NEW HAVEN, Conn. (WTNH) — At this point, you probably know someone who has COVID-19 right now. A doctor at Yale tells News 8 he would be surprised if you didn’t, and that it’s very likely you will be exposed to omicron within the next couple of weeks.
“If you’re feeling sick right now, there is a very good chance that it is COVID,” Dr. F. Perry Wilson, a clinical researcher at the Yale School of Medicine said. “I mean that is the type of prevalence we’re talking about.”
Angela Collins spent Tuesday afternoon getting a COVID-19 test in North Haven as Connecticut reached nearly 15% positivity across the state.
“I think a lot of people are walking around having it and not realizing they even have it,” Collins said.
Wilson said a major factor is omicron.
“Omicron is so highly transmissible and obviously even can infect people who are vaccinated and even some people who have been boosted that it’s just running rampant through the state,” Wilson said.
He said the number of positive cases is probably higher than what is being reported because at-home rapid tests are not recorded by the state, and many people are not testing at all, fearing the possibility of quarantine as a result.
“The number of cases of coronavirus is becoming a less meaningful metric to judge the severity of the pandemic,” Wilson said.
Instead, Wilson said we should focus more on hospitalizations, and in the future, deaths, which can really stress the health system.
Right now, hospitalizations are just under 1,000, but they are on the rise.
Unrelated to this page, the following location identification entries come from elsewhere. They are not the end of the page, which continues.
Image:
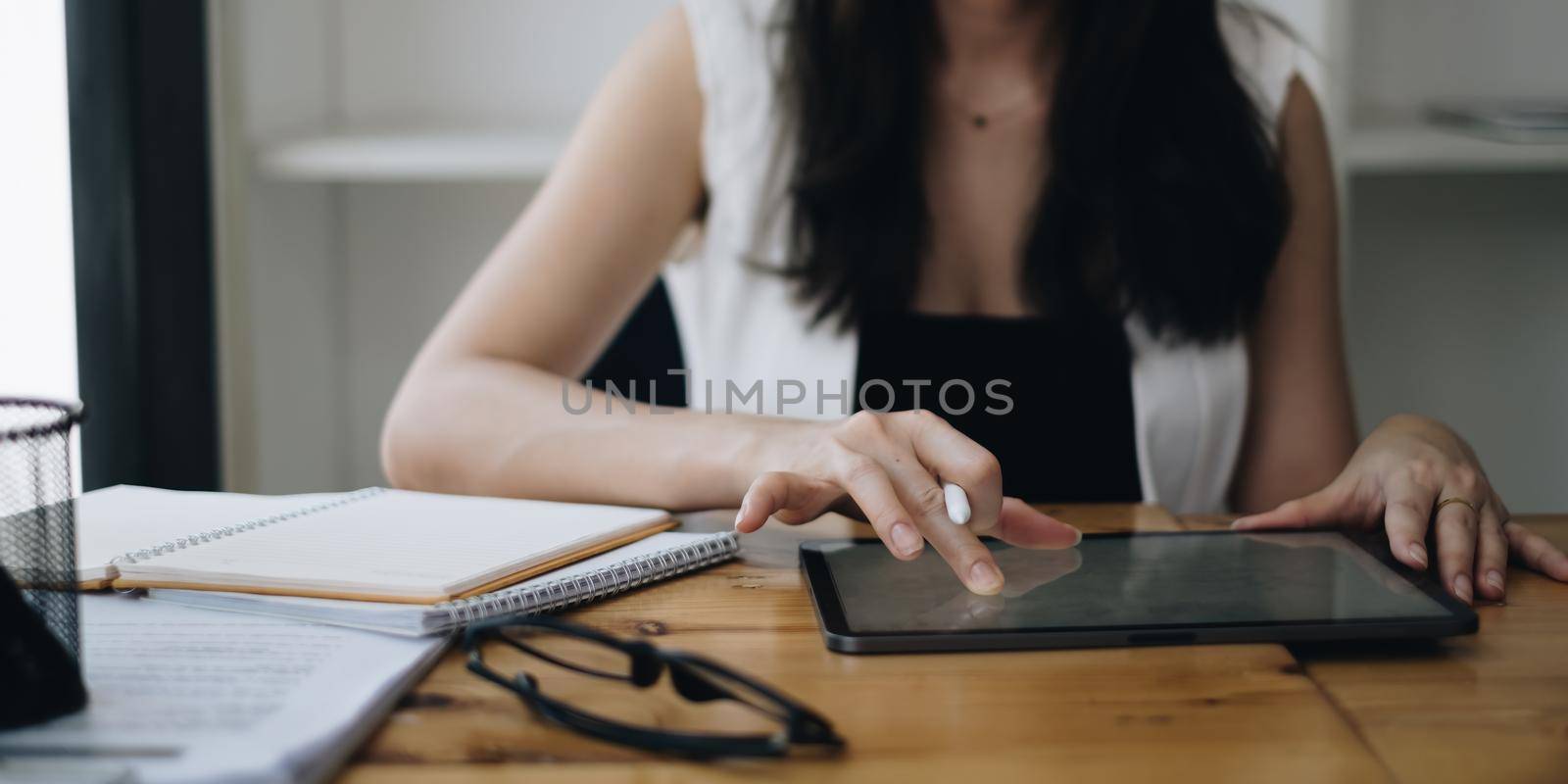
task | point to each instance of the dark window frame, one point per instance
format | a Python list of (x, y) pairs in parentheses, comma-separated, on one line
[(141, 211)]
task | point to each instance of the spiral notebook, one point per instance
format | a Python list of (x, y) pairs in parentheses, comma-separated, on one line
[(376, 545), (655, 559)]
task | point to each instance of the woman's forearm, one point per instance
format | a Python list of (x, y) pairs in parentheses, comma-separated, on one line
[(494, 427)]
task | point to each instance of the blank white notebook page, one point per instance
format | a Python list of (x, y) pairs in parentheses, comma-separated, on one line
[(115, 521), (415, 541)]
At this time last year, before vaccines, they were at 1,200. The peak was 2,000 at the start of the pandemic.
To slow the spread, Wilson said the state should reinstate some restrictions.
“I think indoor mask mandates are appropriate at this point in time,” Wilson said.
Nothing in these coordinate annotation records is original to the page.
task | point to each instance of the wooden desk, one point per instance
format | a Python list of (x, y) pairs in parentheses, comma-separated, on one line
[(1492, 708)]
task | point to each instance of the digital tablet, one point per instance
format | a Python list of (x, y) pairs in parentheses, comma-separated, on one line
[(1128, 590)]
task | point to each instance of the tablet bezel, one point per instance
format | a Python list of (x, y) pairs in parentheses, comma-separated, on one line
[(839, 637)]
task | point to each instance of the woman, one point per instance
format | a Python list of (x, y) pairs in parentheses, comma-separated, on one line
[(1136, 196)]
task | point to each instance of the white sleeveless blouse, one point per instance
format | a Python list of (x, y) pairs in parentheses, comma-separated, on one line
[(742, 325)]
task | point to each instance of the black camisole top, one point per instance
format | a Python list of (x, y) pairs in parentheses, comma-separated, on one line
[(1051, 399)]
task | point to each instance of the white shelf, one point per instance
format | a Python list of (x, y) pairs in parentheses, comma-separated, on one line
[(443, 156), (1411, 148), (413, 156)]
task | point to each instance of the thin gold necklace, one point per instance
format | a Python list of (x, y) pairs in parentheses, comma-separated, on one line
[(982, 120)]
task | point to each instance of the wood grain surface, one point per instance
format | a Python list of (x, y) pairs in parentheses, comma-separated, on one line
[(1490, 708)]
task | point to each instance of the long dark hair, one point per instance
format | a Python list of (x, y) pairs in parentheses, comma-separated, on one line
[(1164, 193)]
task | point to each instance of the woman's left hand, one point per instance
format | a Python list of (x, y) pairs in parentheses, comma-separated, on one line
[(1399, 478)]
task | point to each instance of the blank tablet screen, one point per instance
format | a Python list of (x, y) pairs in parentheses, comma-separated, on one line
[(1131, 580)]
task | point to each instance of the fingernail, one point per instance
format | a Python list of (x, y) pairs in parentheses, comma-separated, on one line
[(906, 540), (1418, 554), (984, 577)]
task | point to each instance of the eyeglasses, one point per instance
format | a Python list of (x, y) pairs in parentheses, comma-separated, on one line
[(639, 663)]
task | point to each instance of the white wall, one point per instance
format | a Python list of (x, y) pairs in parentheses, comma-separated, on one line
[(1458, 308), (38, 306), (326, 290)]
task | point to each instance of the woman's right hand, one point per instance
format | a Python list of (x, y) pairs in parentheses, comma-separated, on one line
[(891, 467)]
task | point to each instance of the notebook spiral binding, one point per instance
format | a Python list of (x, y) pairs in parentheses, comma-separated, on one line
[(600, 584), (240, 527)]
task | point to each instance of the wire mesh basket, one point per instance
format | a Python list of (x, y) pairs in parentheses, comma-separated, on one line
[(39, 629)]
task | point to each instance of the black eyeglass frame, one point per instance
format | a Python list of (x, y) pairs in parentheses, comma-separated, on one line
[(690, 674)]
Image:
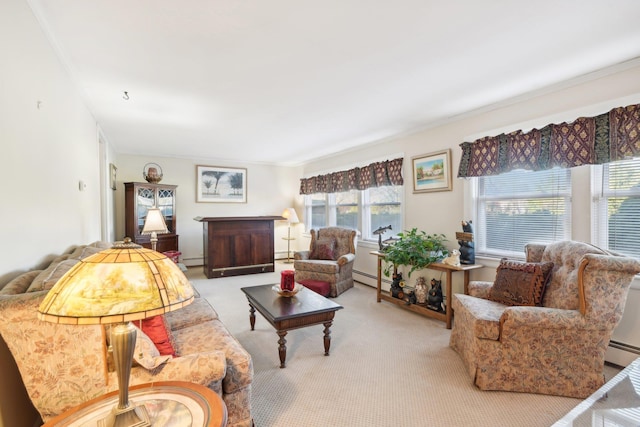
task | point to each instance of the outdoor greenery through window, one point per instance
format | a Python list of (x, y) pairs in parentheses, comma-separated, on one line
[(364, 210), (518, 207), (617, 206)]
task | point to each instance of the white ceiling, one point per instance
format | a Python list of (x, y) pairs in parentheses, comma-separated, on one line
[(288, 81)]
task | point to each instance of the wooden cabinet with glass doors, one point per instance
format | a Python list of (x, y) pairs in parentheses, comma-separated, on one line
[(138, 198)]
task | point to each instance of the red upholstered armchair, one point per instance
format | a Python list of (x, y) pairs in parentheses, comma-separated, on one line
[(329, 259), (555, 345)]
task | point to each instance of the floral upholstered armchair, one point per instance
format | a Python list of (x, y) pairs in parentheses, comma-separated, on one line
[(329, 259), (516, 334)]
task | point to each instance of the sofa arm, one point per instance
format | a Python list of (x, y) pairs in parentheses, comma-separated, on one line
[(206, 368), (480, 289), (346, 259)]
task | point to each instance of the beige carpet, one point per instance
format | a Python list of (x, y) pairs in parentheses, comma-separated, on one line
[(388, 367)]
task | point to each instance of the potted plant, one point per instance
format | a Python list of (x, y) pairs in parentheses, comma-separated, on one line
[(416, 249)]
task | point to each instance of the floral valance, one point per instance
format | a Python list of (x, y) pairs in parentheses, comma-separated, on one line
[(376, 174), (586, 141)]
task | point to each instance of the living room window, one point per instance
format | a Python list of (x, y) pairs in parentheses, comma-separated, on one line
[(616, 206), (518, 207), (363, 210)]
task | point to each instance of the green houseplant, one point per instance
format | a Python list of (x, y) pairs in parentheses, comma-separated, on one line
[(416, 249)]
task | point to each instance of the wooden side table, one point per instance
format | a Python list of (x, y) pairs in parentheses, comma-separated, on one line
[(169, 403), (438, 266)]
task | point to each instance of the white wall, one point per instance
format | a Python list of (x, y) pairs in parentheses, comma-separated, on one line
[(48, 141), (270, 189), (442, 212)]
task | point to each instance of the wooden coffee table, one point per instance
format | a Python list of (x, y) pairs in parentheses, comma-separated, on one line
[(306, 308)]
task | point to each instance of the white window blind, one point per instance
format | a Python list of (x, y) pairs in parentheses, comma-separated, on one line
[(519, 207), (617, 206)]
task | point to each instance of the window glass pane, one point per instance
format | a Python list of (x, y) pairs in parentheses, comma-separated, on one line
[(347, 209), (385, 209), (519, 207), (318, 210), (622, 192)]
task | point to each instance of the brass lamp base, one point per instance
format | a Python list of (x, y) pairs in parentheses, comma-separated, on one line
[(133, 416)]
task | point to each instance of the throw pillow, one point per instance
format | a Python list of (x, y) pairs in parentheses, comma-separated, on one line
[(520, 283), (324, 249), (145, 353), (158, 330)]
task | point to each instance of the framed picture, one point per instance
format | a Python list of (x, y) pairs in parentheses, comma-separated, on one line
[(215, 184), (113, 170), (432, 172)]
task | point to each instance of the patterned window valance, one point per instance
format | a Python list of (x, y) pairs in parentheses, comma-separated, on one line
[(376, 174), (586, 141)]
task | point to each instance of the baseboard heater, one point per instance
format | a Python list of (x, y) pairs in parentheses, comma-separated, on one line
[(625, 347)]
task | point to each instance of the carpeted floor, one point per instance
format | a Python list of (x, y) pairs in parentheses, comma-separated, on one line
[(388, 367)]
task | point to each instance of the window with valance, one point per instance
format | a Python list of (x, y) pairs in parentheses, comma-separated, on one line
[(378, 174), (595, 140)]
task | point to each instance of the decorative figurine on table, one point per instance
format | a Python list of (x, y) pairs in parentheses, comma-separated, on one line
[(421, 290), (397, 286), (465, 240), (379, 232), (435, 297), (453, 259)]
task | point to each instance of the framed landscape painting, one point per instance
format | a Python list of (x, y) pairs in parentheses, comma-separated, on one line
[(432, 172), (215, 184)]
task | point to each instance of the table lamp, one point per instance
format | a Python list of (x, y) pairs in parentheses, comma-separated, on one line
[(292, 218), (117, 286), (154, 224)]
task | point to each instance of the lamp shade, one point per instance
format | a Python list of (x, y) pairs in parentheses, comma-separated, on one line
[(154, 222), (290, 215), (121, 284)]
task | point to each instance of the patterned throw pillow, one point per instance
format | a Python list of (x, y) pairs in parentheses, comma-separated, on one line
[(520, 283), (324, 249)]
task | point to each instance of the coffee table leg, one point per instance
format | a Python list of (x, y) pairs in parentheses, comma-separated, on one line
[(252, 316), (282, 348), (327, 337)]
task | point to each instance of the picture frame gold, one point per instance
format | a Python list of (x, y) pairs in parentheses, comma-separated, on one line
[(432, 172), (216, 184)]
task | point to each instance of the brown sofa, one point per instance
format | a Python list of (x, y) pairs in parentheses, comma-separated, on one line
[(64, 365)]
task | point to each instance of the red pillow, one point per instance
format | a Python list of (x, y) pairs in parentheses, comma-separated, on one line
[(158, 330)]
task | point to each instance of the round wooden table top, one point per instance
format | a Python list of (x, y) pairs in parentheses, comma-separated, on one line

He said if hospitals start filling up, additional measures might have to be taken.
“You have to do what you can to protect yourself,” Wilson said. “Number one thing there is, getting vaccinated and boosted.”
According to Wilson, we’re on the upswing of a wave of infections. Eventually, we will come off that wave.
What could help reduce that upswing is taking precautions — besides getting vaccinated and boosted — wash your hands, wear your mask, social distance and avoid large crowds.